The syntheses of three novel iridium(III) polypyridyl complexes have been investigated as a potential route to obtain DNA imaging probes and diagnostic agents. The reported metal complexes are: [Ir(bpy)2(qtpy)]3+ 1, [Ir(phen)2(qtpy)]3+ 2, [Ir(dppz)2(qtpy)]3+ 3 (where bpy = 2,2’-bipyridine, phen = 1,10-phenanthroline, dppz = dipyrido[3:2- a:2’,3’-c]phenazine and qtpy = 2,2’:4,4’’:4’,4’’’-quaterpyridine). This library of isostructural complexes varies in steric and charge properties. Particular attention has been devoted to qtpy, as this was chosen as the bridging ligand. The qtpy ligand can bind to a metal centre through a bidentate diimine site and to two other metal centres through two monodentate imine sites. All the complexes were obtained through a microwave-assisted synthesis as conventional reflux heating proved abortive to afford the complexes. Single X-ray crystallography afforded the crystal structures of 15 precursors used in the synthesis of the eventual title complexes.
Photophysical studies show that the complexes exhibit highly tunable emission, with their triplet state metal-to-ligand (3MLCT) charge-transfer bands extending up to ~500nm. Moreover, luminescence lifetimes measurements show that the three complexes possess long-lived average lifetimes of around ~4–5ns. Luminescent DNA-binding investigations demonstrate the complexes bind to DNA with binding affinities ~ 104M-1. Contrary to their ruthenium(II)-based analogues, DNA “light-switch” behaviour is not observed upon interaction with duplex DNA; instead, a massive luminescence attenuation occurs. The complexes also produce singlet oxygen to varying extents, up to 71%, as in the case of the dppz complex. The complexes equally binded non-canonical G-quadruplex DNA (human telomeric sequence), with luminescence quenching observed for both Complexes 1 and 2 and luminescence enhancement observed for Complex 3. Follow up titrations with guanosine-5’-monophosphate (5’-GMP) and adenosine 5’-monophosphate (5’-AMP) showed redox quenching, with consequent luminescence decrease observed in both cases, even though this was more pronounced in the case of 5’-GMP additions. The photocleavage activities of these complexes were investigated using supercoiled plasmid DNA, with Complex 1 (the representative complex selected) cleaving plasmid DNA by producing scissions in the supercoiled structure. The investigated compounds also have a protein target and in fact, are bound to both bovine serum albumin (BSA) and human serum albumin (HSA). The binding interactions were further evidenced by circular dichroism spectroscopic experiments. Molecular docking studies showed that the complexes are true Warfarin site (Sudlow Site I) binders.

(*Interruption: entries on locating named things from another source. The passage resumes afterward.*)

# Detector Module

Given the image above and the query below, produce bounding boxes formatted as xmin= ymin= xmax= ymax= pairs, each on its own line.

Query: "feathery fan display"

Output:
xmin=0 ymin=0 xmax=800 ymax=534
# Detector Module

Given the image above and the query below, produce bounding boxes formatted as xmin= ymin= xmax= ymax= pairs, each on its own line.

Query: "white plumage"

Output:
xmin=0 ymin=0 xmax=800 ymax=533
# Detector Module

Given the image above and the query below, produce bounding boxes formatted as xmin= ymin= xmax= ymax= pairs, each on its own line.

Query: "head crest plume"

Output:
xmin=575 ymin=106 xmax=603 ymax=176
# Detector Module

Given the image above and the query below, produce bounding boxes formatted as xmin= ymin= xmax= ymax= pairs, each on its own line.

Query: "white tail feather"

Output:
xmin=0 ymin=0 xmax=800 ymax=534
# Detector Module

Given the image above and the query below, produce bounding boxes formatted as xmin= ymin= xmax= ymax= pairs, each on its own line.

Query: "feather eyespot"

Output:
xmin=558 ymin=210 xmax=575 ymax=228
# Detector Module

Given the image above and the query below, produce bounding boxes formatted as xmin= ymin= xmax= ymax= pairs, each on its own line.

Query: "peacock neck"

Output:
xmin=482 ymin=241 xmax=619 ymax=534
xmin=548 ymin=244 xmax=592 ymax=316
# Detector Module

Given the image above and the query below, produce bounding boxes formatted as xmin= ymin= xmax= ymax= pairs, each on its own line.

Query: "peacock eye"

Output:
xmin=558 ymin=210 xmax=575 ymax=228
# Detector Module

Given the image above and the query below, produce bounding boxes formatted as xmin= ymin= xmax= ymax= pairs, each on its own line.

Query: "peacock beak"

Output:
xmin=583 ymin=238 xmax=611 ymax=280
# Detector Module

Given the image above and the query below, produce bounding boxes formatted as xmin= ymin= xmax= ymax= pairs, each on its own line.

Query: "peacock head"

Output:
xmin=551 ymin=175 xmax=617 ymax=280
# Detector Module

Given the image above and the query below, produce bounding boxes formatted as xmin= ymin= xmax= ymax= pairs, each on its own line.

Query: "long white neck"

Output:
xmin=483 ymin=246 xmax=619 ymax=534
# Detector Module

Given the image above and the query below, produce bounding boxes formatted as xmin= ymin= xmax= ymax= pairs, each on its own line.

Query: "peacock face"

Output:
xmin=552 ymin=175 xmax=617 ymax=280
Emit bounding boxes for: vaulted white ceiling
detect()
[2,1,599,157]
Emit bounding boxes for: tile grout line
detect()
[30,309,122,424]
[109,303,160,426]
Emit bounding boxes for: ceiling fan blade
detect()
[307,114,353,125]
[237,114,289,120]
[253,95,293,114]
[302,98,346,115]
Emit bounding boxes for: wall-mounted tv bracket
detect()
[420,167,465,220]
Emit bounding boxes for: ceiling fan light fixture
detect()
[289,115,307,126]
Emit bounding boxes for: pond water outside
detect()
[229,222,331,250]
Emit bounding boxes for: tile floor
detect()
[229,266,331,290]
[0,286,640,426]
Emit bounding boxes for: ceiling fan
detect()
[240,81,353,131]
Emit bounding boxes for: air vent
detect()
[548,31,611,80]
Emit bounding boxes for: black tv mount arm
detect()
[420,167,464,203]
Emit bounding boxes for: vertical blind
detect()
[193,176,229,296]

The concluding part of this thesis focuses on the cytotoxicity studies of the complexes. Research attention has been drawn to this area because metal complexes are significantly advantageous as luminescent DNA probes. Cell viability studies of the complexes towards human oral squamous cell carcinoma (H357) demonstrated no or low cytotoxic activity for Complexes 1 and 2, whereas Complex 3 is particularly selective and potent towards H357 cancer cells.
The work described in this thesis has successfully established novel iridium complexes and reported their duplex and G-quadruplex DNA- and protein-binding interactions and preliminary cellular studies.